Pater Norbert Cuypers: Im Tagebuch-Schreiben sich selbst begegnen

Deutschland

25. Feb 2025

Ein Tagebuch zu schreiben, hilft Menschen, ihre Gedanken und Gefühle zu ordnen. Pater Norbert Cuypers ist selbst Tagebuchschreiber. Er beschreibt die heilsame Wirkung für die persönliche und spirituelle Entwicklung.

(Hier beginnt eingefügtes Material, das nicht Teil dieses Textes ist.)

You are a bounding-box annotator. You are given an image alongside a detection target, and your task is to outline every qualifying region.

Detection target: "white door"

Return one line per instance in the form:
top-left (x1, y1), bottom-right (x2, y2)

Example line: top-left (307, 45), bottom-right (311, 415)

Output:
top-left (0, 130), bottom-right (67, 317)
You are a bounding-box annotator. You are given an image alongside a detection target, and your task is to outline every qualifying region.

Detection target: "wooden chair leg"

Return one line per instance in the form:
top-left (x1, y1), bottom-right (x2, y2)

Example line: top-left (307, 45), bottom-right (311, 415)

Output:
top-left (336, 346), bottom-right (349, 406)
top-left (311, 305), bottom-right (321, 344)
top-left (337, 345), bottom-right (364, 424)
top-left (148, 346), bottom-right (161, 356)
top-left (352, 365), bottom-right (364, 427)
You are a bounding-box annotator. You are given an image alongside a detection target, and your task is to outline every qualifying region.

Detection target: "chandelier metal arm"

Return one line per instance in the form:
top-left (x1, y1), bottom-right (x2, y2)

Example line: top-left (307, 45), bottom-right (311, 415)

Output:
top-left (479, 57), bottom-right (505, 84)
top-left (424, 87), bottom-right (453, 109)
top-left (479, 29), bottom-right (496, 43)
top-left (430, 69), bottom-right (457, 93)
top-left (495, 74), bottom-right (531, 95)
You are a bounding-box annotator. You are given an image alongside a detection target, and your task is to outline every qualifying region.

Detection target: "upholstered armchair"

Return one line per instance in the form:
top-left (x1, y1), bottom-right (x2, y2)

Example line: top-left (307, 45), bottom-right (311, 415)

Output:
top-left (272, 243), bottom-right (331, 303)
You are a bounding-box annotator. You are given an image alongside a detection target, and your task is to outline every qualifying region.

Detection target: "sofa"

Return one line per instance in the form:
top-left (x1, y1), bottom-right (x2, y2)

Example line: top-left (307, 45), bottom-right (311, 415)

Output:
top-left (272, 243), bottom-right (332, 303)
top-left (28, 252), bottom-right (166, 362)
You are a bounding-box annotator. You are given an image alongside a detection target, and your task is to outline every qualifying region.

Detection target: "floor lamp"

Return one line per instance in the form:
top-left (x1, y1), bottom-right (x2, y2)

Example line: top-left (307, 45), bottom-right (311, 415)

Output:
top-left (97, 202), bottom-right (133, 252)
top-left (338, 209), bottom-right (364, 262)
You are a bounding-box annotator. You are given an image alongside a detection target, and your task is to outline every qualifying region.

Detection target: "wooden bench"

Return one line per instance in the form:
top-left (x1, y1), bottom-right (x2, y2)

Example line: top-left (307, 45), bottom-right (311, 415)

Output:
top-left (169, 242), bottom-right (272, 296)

Pater Norbert Cuypers: Im Tagebuch-Schreiben sich selbst begegnen

Es gibt Tagebücher, die als Lebenszeugnisse berühmter Persönlichkeiten Teil der Weltliteratur geworden sind, etwa die Tagebücher von Franz Kafka, obwohl dieser zu Lebzeiten den Wunsch geäußert hatte, sie zu vernichten. Andere Tagebücher sind uns bekannt als wichtige und berührende Zeitzeugnisse, wie die Tagebücher von Anne Frank, in denen sie Briefe an imaginäre Freundinnen schreibt, allen voran an „Kitty“, „denn Kitty ist immer geduldig“.

Gerade dass sie nicht für den Leser geschrieben wurden, macht diese Tagebücher so nahbar, denn im eigentlichen Sinn ist ein Tagebuch etwas Privates, sogar Intimes. „Niemand außer einem selbst sollte lesen, was dort geschrieben steht“, sagt Pater Norbert Cuypers. Er hat für die Sendung „Am Sonntagmorgen“ im Deutschlandfunk einen Impuls aufgezeichnet: „Im Schreiben sich selbst begegnen. Von der heilenden Wirkung eines Tagebuchs“. Darin berichtet Cuypers auch von seinen eigenen Erfahrungen.

Der Spiritualität Raum geben

„Seit geraumer Zeit schreibe auch ich ein Tagebuch. Anlass, damit zu beginnen, war damals meine tiefe Sehnsucht meiner persönlichen Spiritualität wieder mehr Raum zu geben. Schon als junger Mensch habe ich die Erfahrung machen können, wie sich Fragen und Regungen, die sich in meinem Alltag zeigten, verdichteten und nach Antworten verlangten, und wie ich Stärkung und Orientierung erfuhr, wenn ich Gott mehr Raum in meinem Leben gab“, sagt Pater Cuypers.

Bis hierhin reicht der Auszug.